The Computer-Aided Speech Perception Assessment (CASPA) is a clinical measure of speech recognition that uses 10-item, isophonemic word lists to derive performance intensity (PI) functions for adult listeners. Because CASPA was developed for adults, the ability to obtain PI functions in children has not been evaluated directly. This study sought to evaluate PI functions for adults and four age groups of children with normal hearing to compare speech recognition as a function of age using CASPA. Comparisons between age groups for scoring by words and phonemes correct were made to determine the relative benefits of available scoring methods in CASPA.
Speech recognition using CASPA was completed with 12 adults and four age groups of children (5- to 6-, 7- to 8-, 9- to 10-, and 11- to 12-yr olds), each with 12 participants. Results were scored by the percentage of words, phonemes, consonants, and vowels correct. All participants had normal hearing and age-appropriate speech production skills.
Differences in speech recognition were significant across all age groups when responses were scored by the percentage of words correct. However, only differences between adults and the two youngest groups of children were significant when results were scored by the number of phonemes correct. Speech recognition scores decreased as a function of signal to noise ratio for both children and adults. However, the magnitude of degradation at poorer signal to noise ratios did not vary between adults and children, suggesting that mean differences could not be explained by interference from noise.

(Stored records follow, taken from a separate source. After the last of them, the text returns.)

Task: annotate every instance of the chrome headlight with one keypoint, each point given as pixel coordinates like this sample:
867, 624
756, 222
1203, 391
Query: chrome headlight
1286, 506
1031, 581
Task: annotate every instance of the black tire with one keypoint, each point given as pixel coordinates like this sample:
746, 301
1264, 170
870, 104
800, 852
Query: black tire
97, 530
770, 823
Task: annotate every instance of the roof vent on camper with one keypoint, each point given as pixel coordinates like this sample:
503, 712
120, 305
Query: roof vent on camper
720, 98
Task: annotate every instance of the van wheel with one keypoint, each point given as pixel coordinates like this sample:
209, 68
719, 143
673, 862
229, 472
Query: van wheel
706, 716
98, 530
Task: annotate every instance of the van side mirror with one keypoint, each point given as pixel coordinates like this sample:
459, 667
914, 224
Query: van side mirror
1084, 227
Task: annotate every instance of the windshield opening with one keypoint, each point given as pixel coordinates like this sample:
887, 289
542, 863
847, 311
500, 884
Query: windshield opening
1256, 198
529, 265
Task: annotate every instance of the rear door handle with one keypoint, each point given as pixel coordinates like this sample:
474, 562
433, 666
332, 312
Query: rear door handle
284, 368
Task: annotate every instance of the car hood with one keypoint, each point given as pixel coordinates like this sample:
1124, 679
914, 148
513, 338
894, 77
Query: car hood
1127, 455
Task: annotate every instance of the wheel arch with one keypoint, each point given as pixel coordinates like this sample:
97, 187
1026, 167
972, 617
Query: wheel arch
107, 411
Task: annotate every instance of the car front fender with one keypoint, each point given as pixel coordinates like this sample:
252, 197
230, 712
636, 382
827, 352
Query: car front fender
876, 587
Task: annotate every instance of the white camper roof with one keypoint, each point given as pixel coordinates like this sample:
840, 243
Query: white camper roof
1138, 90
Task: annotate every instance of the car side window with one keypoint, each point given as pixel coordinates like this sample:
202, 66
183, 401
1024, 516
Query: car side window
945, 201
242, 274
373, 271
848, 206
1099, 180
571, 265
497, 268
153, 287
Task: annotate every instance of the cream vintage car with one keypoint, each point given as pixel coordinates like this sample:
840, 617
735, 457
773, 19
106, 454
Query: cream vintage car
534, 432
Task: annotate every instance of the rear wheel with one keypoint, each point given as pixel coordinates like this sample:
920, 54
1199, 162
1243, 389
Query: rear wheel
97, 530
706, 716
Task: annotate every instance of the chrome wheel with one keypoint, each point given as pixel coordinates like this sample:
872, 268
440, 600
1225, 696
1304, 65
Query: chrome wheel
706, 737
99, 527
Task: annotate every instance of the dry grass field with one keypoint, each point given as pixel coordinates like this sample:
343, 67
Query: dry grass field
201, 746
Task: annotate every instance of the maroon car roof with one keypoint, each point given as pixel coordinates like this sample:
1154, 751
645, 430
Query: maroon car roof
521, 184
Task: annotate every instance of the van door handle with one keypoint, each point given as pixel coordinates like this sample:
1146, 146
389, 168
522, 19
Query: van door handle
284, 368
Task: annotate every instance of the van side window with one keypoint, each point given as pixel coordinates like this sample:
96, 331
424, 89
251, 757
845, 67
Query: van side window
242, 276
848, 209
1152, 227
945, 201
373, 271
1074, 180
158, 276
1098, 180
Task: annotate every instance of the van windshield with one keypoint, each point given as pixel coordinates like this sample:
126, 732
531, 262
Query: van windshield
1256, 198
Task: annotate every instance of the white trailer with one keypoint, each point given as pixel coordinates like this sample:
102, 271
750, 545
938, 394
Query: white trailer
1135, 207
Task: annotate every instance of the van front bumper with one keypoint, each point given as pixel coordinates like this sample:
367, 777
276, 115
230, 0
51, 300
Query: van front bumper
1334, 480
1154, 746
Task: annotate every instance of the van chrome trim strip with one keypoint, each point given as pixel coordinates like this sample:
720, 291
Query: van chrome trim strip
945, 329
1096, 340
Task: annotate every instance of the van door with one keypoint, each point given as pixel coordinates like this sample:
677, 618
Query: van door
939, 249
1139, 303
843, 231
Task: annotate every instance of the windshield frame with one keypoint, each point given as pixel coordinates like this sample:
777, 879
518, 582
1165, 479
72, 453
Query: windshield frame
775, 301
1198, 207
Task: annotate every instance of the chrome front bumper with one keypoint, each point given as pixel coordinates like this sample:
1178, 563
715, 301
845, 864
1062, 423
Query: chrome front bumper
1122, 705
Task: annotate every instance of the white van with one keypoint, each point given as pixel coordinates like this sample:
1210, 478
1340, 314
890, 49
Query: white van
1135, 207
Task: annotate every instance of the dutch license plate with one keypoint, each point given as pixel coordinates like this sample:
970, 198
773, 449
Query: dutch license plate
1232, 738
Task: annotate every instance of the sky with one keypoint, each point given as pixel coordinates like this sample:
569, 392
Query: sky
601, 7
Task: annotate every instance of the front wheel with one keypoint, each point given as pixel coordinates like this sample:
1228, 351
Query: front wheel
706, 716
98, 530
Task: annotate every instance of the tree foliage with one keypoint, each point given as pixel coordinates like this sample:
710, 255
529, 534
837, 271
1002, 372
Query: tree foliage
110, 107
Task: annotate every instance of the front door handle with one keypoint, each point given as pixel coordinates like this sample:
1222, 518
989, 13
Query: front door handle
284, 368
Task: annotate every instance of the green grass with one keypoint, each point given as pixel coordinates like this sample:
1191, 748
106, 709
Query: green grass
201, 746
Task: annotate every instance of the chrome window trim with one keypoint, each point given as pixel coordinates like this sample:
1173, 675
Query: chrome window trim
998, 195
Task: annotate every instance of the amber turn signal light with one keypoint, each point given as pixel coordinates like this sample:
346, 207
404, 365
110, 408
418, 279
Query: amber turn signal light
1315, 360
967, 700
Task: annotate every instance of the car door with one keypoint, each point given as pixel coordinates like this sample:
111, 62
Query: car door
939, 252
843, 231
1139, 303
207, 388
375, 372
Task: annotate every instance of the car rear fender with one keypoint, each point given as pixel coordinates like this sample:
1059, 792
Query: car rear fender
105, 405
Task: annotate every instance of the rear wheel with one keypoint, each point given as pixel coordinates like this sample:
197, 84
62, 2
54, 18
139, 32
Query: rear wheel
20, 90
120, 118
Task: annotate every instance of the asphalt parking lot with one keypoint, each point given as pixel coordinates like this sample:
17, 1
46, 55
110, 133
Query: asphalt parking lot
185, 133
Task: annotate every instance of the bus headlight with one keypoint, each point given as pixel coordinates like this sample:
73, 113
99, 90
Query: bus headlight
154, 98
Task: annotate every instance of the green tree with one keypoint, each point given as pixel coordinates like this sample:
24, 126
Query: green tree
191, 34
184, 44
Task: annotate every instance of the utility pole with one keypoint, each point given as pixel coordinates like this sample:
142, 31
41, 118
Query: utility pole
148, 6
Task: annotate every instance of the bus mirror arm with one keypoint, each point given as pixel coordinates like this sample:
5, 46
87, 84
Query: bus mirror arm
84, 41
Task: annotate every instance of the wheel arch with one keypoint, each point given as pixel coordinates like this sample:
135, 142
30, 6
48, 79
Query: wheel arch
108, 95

Obtaining PI functions in noise using CASPA is feasible with children as young as 5 yrs. Statistically significant differences in speech recognition were observed between adults and the two youngest age groups of children when scored by the percentage of words correct. When results were scored by the percentage of phonemes correct, however, the only significant difference was between the youngest group of children and the adults. These results suggest that phoneme scoring may help to minimize differences between recognition scores of adults and children because children may be more likely to provide responses that are phonemic approximations when words are outside their lexicon.